Carbon nano materials and graphene in particular are envisioned to be the key materials for future electronics, photonics and related technological areas. Graphene is a two-dimensional material consisting of hexagonal aromatic carbon network. It is ultrathin having a thickness of minimally only one atomic layer and it has excellent electronic properties, including conductivity, making it a potential material to be used in flexible, transparent thin electronic devices.
The problem with pristine graphene is that it has no band gap and thus it is not suitable for electronics as such. What is needed is patterning of graphene with functionalities that allow opening of a band gap and tuning of it and other electrical properties. In this regard, several strategies are being developed. One possibility is to cut graphene into narrow ribbons which have band gap due to quantum confinement and edge effects. Another possibility is to use template growth of graphene nanoribbons. However, it is very difficult and expensive to control graphene ribbons to the required degree of precision.
Laser ablation has been used for making narrow nanoribbons and for patterning graphene and for pattern transfer. In these methods, pulsed lasers were used for cutting graphene via ablation or burning. The processes could be locally controlled by focusing the laser beam to a small diameter. Patterns could be made by moving the sample under laser illumination. The key common factor in these methods is that in all of them laser is used to remove material from graphene sheet. Thus, these methods cannot be used for controlling electrical properties of patterned areas.
In this field, the publication US2009/0311489 discloses a patterning method for a carbon nanotube (CNT) layer. The method is based on focusing a laser beam on the layer and moving the sample relative to the laser beam. The effect of the laser beam is to remove CNT material by ablation or burning, thus this method can only remove material but not change its electrical properties. Thus, carbon nanomaterial with areas of different electrical properties cannot be obtained.

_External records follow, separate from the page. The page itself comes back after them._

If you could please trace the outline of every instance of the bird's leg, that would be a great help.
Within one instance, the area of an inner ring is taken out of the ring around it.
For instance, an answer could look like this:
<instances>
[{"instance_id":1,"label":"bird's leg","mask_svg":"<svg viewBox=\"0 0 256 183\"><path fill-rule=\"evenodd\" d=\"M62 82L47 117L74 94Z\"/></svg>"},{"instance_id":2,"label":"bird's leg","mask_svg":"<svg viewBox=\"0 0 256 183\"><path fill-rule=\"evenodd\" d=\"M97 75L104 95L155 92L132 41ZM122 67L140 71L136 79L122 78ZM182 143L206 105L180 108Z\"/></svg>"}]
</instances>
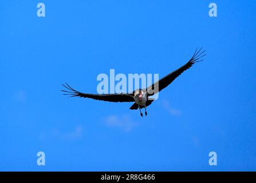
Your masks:
<instances>
[{"instance_id":1,"label":"bird's leg","mask_svg":"<svg viewBox=\"0 0 256 183\"><path fill-rule=\"evenodd\" d=\"M139 109L140 109L140 116L141 116L141 117L143 117L143 114L142 114L142 113L141 113L141 110L140 110L140 105L138 105L138 106L139 106Z\"/></svg>"},{"instance_id":2,"label":"bird's leg","mask_svg":"<svg viewBox=\"0 0 256 183\"><path fill-rule=\"evenodd\" d=\"M148 114L148 113L147 113L147 106L145 104L144 105L144 107L145 108L145 115L147 116L147 114Z\"/></svg>"}]
</instances>

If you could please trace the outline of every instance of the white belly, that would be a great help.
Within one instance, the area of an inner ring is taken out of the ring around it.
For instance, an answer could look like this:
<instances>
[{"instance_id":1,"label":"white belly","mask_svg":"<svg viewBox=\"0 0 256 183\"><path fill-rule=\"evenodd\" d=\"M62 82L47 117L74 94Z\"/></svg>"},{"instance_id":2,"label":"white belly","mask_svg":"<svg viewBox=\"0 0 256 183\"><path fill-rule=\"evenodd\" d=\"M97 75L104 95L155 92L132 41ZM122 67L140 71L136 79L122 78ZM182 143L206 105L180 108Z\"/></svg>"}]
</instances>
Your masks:
<instances>
[{"instance_id":1,"label":"white belly","mask_svg":"<svg viewBox=\"0 0 256 183\"><path fill-rule=\"evenodd\" d=\"M142 100L141 101L139 100L138 97L135 97L134 100L135 100L135 102L136 104L144 106L147 102L147 96L145 94L144 94L143 96L142 97Z\"/></svg>"}]
</instances>

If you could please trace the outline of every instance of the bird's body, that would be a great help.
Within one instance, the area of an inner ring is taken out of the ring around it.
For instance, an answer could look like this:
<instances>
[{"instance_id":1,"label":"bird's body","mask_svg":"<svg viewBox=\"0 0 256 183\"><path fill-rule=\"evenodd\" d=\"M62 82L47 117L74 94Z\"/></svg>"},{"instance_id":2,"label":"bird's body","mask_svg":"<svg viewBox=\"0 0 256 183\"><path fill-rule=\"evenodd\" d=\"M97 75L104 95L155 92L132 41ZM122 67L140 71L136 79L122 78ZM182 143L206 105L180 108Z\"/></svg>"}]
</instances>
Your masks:
<instances>
[{"instance_id":1,"label":"bird's body","mask_svg":"<svg viewBox=\"0 0 256 183\"><path fill-rule=\"evenodd\" d=\"M130 109L136 110L139 108L140 112L140 116L143 117L143 115L141 113L141 109L145 108L145 114L147 116L147 107L151 105L154 101L153 99L151 99L148 97L155 94L157 92L160 92L162 90L166 87L184 71L190 68L193 64L202 61L200 60L200 59L201 59L206 54L203 54L205 51L200 52L202 48L198 51L196 49L190 61L178 69L167 75L148 87L145 89L136 89L132 93L127 94L121 93L105 94L86 94L79 92L73 89L67 83L66 83L66 85L62 85L68 89L69 91L61 91L66 93L64 95L70 95L71 97L90 98L97 100L114 102L133 102L135 103L130 108Z\"/></svg>"}]
</instances>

Another strategy involves patterning of graphene oxide (GO). GO is a form of graphene which contains chemical groups with oxygen, typically C═P, O—H and O—O—C groups. GO is made from graphite. GO is insulator and it has to be reduced to reduced GO (RGO) in order to make it conductive to some extent. However, RGO is not the same material as pristine graphene and it does not have as good electrical properties as pristine graphene. Thus, these methods suffice from obtaining carbon nanomaterial with extremely good conductivity and low band gap. Thus, RGO does not have the excellent electrical properties of pristine graphene, e.g. because of the oxidation-reduction process of graphite. Still further, if the oxidation or reduction is made using wet chemistry, the graphite for GO may become contaminated, which further worsens the electrical properties of RGO.
In addition, some of these methods require using equipment with reasonable high investment costs. Still further, the spatial accuracy of some methods is not satisfactory for future electronics requiring a line width in the 500 nm region and below.